The third category in the study is social support, with two subcategories of formal and informal support. When family caregivers receive social support, the subjective and objective care burdens are reduced. A study showed that social support reduces isolation, despair, and hopelessness and increases life expectancy and a sense of worthiness in family caregivers, which is consistent with the present study’s results (28). In the third category, family caregivers complain about inefficient education and the lack of professionals in the field of autism and believe that there is not any center to provide special education and care for children with autism. Moreover, in the field of autism, there should be a specific treatment method for each child with autism. In other words, there is no specific treatment for autism, and the therapist gives the necessary education to an autistic child based on trial and error and experience. The lack of care centers or private schools for autistic children was among the cases that severely affected the care burden of family caregivers, and no measures have been taken for it (18). Among other problems mentioned by family caregivers is the lack of informal support from society. Caregivers say that autism stigma is a problem they have encountered in society. Hogan et al. believes that autism stigma is rooted in the beliefs and values of society. For example, Chinese individuals are more ashamed of being the parent of an autistic child because they are sociable and have a collectivist culture, and the judgment of others is important to them (29).
5.1. Research Limitations
In this study, the most important constraint was the COVID-19 pandemic, which limited face-to-face access to the samples. In addition, there were limited female samples in the study, which is due to the higher prevalence of ASD among male subjects. The last restriction was the smaller number of fathers as caregivers of autistic children in this study, leading to a decrease in the variety of samples.
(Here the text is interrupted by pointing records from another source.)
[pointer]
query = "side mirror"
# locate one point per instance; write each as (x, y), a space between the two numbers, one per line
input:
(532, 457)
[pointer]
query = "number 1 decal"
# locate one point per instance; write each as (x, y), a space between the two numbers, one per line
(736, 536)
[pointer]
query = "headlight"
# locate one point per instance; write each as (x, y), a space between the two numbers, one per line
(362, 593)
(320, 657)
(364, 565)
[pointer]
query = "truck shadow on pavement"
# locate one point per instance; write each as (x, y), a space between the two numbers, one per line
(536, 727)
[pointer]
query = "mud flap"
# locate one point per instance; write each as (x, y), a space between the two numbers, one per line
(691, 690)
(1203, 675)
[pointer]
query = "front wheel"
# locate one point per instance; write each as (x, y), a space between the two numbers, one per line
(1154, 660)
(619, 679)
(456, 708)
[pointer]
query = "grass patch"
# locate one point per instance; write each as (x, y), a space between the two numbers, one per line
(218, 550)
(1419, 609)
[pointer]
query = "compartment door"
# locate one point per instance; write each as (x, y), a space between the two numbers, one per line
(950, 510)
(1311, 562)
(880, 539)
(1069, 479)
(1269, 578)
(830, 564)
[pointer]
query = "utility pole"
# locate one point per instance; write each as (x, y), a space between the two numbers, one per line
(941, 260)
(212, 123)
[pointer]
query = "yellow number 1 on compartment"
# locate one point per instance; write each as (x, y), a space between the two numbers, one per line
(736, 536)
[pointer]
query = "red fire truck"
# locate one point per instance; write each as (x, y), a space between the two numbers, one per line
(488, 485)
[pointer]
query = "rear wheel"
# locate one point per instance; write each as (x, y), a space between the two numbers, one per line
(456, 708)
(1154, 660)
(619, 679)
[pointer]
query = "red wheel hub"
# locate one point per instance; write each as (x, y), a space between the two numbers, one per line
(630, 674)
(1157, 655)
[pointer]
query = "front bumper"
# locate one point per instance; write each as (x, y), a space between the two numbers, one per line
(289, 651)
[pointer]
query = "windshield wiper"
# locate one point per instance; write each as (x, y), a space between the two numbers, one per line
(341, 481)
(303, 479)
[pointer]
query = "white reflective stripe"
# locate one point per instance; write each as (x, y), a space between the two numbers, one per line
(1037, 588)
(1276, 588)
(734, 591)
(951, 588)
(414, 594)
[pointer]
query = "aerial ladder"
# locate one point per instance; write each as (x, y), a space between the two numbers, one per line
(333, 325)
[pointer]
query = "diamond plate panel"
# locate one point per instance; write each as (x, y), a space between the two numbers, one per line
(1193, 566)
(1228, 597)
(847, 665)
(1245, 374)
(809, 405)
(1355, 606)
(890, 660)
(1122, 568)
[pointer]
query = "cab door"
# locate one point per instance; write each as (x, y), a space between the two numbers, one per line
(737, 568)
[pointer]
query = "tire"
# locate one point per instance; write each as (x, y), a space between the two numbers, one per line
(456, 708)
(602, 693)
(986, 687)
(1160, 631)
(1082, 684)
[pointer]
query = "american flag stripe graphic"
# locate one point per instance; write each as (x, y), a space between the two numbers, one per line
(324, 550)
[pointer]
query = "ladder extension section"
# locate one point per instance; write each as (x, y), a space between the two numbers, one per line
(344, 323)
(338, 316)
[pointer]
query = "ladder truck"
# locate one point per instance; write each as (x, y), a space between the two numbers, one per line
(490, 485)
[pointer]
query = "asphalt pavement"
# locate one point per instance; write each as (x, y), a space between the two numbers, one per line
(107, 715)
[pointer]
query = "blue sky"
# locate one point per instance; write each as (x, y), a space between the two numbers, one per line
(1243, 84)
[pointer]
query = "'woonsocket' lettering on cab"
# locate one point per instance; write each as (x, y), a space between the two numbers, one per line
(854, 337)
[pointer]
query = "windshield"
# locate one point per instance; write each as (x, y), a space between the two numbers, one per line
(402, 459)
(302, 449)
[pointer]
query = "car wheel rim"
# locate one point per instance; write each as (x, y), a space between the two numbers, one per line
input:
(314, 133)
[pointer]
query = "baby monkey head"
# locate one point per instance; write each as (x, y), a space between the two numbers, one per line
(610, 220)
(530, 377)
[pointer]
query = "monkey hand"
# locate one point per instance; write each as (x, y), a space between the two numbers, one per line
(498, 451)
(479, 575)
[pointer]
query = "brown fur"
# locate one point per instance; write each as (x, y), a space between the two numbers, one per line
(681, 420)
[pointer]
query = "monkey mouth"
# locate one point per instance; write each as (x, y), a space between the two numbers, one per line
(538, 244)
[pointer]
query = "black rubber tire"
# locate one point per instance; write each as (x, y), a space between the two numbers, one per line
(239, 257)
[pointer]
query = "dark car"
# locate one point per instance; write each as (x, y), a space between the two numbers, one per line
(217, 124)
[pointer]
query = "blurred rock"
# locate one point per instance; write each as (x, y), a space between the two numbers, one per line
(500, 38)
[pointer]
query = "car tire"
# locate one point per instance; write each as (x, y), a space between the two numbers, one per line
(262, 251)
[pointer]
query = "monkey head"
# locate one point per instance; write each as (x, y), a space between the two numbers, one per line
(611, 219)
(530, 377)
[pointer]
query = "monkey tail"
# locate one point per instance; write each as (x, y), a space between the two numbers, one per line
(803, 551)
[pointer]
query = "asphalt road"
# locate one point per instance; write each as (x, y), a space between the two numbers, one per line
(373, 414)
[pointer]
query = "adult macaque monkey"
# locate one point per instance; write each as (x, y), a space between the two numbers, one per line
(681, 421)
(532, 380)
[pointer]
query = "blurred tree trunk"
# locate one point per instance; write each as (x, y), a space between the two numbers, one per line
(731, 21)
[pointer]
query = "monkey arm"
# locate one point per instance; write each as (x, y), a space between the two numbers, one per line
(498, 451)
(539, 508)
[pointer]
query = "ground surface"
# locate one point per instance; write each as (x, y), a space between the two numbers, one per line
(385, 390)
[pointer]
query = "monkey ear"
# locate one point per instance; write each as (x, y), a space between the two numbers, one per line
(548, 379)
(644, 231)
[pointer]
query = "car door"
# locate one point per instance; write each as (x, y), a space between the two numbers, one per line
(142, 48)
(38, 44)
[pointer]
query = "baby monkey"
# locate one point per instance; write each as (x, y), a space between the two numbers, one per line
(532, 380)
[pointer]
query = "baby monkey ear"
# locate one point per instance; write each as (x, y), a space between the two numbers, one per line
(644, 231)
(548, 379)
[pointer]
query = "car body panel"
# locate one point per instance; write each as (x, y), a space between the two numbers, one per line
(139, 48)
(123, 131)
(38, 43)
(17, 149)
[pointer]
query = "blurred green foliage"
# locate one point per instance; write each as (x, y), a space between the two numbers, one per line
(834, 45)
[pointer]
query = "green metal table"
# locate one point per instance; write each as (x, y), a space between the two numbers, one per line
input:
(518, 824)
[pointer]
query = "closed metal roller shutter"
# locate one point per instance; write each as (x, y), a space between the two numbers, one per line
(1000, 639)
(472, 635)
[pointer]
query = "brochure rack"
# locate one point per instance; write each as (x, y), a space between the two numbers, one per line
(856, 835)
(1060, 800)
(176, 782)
Autism is a challenge that affects not only autistic individuals but also their caregivers. Family caregivers struggle with the subjective and objective problems of taking care of children with autism. They endure great financial burdens. They suffer from physical, psychological, and social problems. Full-time care for children with autism burns out family caregivers. Finally, this study showed that family caregivers do not receive enough social support. Moreover, by increasing formal and informal support, the consequences of the care burden can be reduced. In some studies carried out on the burden of care, it has been suggested that informal social support has a greater impact than formal social support and might reduce the care burden. However, according to the present study, in Iran, with the official, social, and financial support of the government, the care burden of caregivers of children with autism will be reduced (29).